で、おもむろに俺の胸ぐらをひっつかむや、ずかずかと部屋を横断して、寝具の上に座り込む。
胸ぐらをつかまれた俺も、自然にその場に座らされることになった。
「ア、アイ=ファ?」
「ルティムの家にて、私とお前は同じ寝具で休むことになった。これまで通りにふるまうべきなら、この夜もそれにならうべきなのだろう」
「いやいやいや! 無理にそんなことをするべきではないだろう!」
「何が無理だ? 私とお前の間に結ばれた絆に変わりはない。ならば、おたがいを遠ざけるほうが間違っているのだ」
そのように申し述べて、アイ=ファは寝具に身を横たえた。
そのなめらかな背中のラインを見つめつつ、俺は動悸が止まらない。
俺の背後は壁なので、この窮地から脱するにはアイ=ファの身体をまたぐほかないのだが――そんなことは、きっとこの意固地な家長が許してくれないだろう。
「アスタよ」
「はい!」
「とっとと眠れ。私たちには休息が必要なのだ」
「はい……」
俺は観念して、そろそろと身を横たえる。
壁際に身を寄せれば、ぎりぎりアイ=ファに触れずに済む距離だ。
直立の姿勢で横たわり、じっと天井の梁を見つめる。
ほんのわずかな距離を置いて、アイ=ファの体温がうっすらと伝わってくる。そのほのかな温もりが、死ぬほど俺を落ち着かない心地にさせた。
「……駄目だな」
「え?」
アイ=ファがぐりんとこちらに向き直る気配があった。
真上を向いたまま、俺は横目でそちらをうかがう。
金褐色の髪を頬にからませたアイ=ファが、子供のように唇を噛みながら俺を見つめていた。

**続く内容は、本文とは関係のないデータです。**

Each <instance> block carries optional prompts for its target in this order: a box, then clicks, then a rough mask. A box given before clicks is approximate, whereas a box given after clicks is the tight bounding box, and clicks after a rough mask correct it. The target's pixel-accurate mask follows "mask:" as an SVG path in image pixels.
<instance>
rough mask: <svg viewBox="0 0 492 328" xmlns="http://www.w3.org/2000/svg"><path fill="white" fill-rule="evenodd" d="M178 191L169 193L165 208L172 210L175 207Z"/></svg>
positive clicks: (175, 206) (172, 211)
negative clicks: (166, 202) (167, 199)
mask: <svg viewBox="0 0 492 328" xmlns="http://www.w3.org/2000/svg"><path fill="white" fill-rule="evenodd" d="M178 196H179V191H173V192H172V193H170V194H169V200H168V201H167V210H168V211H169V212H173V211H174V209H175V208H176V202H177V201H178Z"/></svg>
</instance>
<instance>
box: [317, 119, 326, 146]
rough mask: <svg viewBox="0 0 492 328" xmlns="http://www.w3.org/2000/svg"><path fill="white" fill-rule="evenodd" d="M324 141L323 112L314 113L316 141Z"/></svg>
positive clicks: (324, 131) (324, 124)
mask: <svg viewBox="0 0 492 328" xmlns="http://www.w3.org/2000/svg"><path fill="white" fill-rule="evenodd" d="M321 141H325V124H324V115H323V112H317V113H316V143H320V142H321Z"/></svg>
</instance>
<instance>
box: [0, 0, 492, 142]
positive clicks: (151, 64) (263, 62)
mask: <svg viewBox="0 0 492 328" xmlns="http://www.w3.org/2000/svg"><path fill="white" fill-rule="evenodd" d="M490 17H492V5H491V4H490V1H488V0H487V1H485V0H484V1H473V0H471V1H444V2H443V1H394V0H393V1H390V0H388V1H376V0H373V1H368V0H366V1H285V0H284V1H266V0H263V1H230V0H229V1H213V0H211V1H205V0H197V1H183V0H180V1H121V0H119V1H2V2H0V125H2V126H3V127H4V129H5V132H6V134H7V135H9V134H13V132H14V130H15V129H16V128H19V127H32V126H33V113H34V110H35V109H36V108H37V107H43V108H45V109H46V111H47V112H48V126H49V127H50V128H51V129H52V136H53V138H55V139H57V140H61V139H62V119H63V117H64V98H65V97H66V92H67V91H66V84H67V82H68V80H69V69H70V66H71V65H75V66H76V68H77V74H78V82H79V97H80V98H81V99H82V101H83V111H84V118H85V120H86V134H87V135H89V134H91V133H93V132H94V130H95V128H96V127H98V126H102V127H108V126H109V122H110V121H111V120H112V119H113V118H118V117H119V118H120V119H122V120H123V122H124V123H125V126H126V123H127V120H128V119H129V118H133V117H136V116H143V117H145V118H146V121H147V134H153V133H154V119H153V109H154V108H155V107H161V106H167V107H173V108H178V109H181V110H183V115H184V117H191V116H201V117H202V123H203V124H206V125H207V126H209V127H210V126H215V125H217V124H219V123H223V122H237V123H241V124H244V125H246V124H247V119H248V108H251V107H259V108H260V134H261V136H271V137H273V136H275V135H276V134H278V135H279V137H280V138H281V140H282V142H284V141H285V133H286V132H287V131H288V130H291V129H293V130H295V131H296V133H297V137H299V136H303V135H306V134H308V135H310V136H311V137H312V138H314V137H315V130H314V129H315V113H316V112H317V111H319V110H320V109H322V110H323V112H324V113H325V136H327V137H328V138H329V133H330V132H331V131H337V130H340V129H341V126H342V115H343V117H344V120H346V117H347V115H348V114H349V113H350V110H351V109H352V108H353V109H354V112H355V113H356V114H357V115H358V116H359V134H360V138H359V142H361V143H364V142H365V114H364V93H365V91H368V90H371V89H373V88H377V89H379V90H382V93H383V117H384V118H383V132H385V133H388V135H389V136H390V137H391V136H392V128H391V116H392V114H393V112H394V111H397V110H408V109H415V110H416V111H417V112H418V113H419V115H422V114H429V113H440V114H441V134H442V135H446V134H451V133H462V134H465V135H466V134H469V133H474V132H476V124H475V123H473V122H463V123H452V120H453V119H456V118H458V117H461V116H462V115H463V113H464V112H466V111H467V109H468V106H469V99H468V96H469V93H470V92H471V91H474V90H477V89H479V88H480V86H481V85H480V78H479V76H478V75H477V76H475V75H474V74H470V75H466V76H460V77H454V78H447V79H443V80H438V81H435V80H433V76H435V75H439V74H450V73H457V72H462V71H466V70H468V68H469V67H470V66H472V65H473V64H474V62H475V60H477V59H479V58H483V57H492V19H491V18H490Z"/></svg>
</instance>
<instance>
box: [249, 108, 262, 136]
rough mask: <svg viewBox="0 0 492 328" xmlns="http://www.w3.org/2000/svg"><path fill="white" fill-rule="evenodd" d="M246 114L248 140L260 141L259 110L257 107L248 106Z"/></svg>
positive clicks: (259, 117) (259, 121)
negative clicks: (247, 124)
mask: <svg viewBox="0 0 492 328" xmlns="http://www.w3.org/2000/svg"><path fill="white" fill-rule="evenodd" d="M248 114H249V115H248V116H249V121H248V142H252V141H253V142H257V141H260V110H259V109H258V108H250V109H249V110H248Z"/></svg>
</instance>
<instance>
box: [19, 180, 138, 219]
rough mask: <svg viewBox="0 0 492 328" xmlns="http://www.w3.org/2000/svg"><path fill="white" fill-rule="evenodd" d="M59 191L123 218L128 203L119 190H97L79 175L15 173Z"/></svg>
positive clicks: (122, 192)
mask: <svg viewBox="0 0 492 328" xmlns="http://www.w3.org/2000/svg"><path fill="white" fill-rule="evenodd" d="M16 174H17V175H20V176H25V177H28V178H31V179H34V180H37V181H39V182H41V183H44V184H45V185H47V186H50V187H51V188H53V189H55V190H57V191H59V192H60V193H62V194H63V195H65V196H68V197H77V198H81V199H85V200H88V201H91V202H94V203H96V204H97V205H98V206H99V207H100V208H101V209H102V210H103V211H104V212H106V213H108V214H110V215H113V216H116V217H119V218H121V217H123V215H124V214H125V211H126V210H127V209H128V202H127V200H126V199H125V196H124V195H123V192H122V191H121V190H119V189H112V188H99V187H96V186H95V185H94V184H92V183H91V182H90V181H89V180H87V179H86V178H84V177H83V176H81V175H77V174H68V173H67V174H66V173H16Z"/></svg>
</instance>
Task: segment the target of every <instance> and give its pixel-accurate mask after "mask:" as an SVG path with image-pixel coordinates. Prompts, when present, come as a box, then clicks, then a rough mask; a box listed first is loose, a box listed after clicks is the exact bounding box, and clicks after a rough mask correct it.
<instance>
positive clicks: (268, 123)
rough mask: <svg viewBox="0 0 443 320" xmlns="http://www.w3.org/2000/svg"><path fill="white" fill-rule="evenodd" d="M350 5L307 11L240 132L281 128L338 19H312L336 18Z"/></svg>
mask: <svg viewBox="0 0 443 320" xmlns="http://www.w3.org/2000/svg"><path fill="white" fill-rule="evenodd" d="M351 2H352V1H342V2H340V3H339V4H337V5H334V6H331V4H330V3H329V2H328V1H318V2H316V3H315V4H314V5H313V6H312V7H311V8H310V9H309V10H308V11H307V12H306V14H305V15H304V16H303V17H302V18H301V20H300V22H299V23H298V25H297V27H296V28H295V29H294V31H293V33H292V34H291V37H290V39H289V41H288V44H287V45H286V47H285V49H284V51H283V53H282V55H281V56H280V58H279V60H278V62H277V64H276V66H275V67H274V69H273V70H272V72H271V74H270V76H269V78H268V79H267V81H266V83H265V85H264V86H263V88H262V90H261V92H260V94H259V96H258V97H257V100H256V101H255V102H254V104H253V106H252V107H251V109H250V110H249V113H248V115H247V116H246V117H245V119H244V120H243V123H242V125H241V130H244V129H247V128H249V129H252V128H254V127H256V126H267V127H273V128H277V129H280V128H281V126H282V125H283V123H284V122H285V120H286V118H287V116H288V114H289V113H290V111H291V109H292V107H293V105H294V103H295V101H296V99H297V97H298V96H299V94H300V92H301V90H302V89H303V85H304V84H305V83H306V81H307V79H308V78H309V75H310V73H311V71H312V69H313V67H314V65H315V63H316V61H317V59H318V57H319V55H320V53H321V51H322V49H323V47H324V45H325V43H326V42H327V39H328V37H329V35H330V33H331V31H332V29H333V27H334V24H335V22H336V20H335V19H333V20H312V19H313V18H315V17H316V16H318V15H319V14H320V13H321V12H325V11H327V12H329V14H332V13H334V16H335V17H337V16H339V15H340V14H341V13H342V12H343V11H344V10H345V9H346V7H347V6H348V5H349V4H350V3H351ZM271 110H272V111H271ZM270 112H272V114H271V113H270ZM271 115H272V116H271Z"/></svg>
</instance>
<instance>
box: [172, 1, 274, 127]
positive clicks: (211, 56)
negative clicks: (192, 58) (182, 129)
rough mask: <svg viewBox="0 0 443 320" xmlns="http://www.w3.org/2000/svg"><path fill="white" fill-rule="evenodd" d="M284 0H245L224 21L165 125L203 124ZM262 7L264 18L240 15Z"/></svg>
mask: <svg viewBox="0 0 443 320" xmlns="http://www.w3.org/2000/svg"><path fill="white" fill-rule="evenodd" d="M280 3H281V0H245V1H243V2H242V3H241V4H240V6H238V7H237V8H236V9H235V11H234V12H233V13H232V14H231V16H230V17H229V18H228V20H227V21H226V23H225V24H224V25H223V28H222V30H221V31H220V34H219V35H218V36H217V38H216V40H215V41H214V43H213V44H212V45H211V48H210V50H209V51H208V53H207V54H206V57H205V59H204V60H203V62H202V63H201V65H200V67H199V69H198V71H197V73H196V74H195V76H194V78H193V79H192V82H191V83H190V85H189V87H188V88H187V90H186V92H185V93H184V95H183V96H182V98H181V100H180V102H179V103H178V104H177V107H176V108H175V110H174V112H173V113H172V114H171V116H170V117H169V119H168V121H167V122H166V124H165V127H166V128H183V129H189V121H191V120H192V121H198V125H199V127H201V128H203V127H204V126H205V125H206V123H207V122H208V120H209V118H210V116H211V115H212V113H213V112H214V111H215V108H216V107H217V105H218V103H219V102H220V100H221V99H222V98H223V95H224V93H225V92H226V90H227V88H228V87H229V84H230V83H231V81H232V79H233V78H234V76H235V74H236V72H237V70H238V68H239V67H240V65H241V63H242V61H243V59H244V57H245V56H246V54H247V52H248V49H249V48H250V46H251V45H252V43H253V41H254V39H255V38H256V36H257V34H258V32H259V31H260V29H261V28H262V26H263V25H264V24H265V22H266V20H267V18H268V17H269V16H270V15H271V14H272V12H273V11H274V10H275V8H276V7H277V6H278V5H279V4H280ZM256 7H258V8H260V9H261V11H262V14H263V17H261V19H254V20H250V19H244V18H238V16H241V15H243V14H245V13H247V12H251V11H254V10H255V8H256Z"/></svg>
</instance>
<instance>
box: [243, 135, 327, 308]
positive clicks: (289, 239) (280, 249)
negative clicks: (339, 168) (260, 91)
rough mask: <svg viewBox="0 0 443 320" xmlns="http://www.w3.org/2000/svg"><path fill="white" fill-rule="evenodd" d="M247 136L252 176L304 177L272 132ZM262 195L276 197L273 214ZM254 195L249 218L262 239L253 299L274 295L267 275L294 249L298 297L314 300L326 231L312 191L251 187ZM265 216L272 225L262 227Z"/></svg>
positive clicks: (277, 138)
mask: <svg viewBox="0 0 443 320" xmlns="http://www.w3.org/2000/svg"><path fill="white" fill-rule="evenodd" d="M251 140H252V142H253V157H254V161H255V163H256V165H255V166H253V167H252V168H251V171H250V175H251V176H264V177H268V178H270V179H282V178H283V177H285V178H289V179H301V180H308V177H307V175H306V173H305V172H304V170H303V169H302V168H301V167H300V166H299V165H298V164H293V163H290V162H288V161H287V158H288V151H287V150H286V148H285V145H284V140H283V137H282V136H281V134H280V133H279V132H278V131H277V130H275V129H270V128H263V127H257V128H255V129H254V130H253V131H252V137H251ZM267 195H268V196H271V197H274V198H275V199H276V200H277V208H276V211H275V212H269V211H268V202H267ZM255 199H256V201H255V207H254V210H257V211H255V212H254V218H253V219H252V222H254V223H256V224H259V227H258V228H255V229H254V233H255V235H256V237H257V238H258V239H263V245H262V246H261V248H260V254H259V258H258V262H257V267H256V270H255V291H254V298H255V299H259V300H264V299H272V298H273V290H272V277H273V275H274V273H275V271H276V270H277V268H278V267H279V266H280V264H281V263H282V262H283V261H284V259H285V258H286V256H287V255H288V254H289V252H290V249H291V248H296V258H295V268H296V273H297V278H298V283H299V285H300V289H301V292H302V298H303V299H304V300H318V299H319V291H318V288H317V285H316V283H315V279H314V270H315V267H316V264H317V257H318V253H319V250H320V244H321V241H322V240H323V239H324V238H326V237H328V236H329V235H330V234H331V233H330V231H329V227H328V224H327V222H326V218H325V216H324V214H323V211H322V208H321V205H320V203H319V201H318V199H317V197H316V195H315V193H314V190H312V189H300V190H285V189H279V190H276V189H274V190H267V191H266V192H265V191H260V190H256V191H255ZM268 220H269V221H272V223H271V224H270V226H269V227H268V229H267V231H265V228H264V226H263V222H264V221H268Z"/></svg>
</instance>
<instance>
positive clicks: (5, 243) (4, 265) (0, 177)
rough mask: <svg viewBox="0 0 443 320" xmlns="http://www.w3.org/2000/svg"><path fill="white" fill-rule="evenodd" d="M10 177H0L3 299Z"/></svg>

「背中を向けているほうが落ち着かない。マダラマの大蛇とでも一緒に寝ているかのようだ」
「俺はマダラマ扱いか」
「そうでないことを確認するために、こうしてお前の姿を目に収める必要があるのだろう」
「……目を開けたままだと眠れないぞ?」
「気持ちが落ち着いたら眠る。お前は気にせず先に眠れ」
「そんなじっくりと見つめられたまま眠れるか! ……なあ、やっぱりおたがいが安らかに眠れるように最善を尽くしたほうがよくないか? 俺もアイ=ファも大事な仕事を控えた身なんだし」
眼球が疲れてきたので、俺を思い切って首ごとアイ=ファのほうを向いた。
20センチばかりの距離を置いて、アイ=ファの秀麗な顔がいっそうくっきりと俺の網膜に映り込む。
「いや……やっぱりこれが正しい姿であったのだ」
と、アイ=ファはふいに口もとをほころばせた。
心なし、肩などにこもっていた力も抜けた様子である。
「お前の存在を身近に感じるのは幸福なことだ。その心情には、欠片ほどの変わりもない」
「……うん」
「いささか胸苦しい圧迫感を感じるが、この胸苦しさを含めて、お前の存在を大事に思う」
胸苦しさ、か。
アイ=ファの心臓も、俺と同じようにどくどくと鼓動を速めてしまっているのだろうか。
そんなことを想像したら、胸苦しいどころか息が詰まりそうなほどであるのだが――俺は、思い悩むのをやめた。
うかつに触れることはできない。だけど、できるだけ身近なところにいたい。俺たちは、はたから見たらとうてい意味のわからない、複雑で危うい場所に自分たちの気持ちを落とし込んでしまったのだ。
可能な限り全身から力を抜いて、俺はアイ=ファに笑いかけてみせた。
「それじゃあ、心安らかに眠れるように努力してみよう。どちらが先に眠れるか競争だな」
「何を言っているのだ、お前は」
くすりと小さく笑ってから、アイ=ファは半分だけまぶたを閉ざす。
俺は身体ごとアイ=ファに向き直り、同じようにまぶたの力を抜く。
まだしばらくは眠れそうになかったが、俺たちは確かに普段以上の幸福感を共有していた。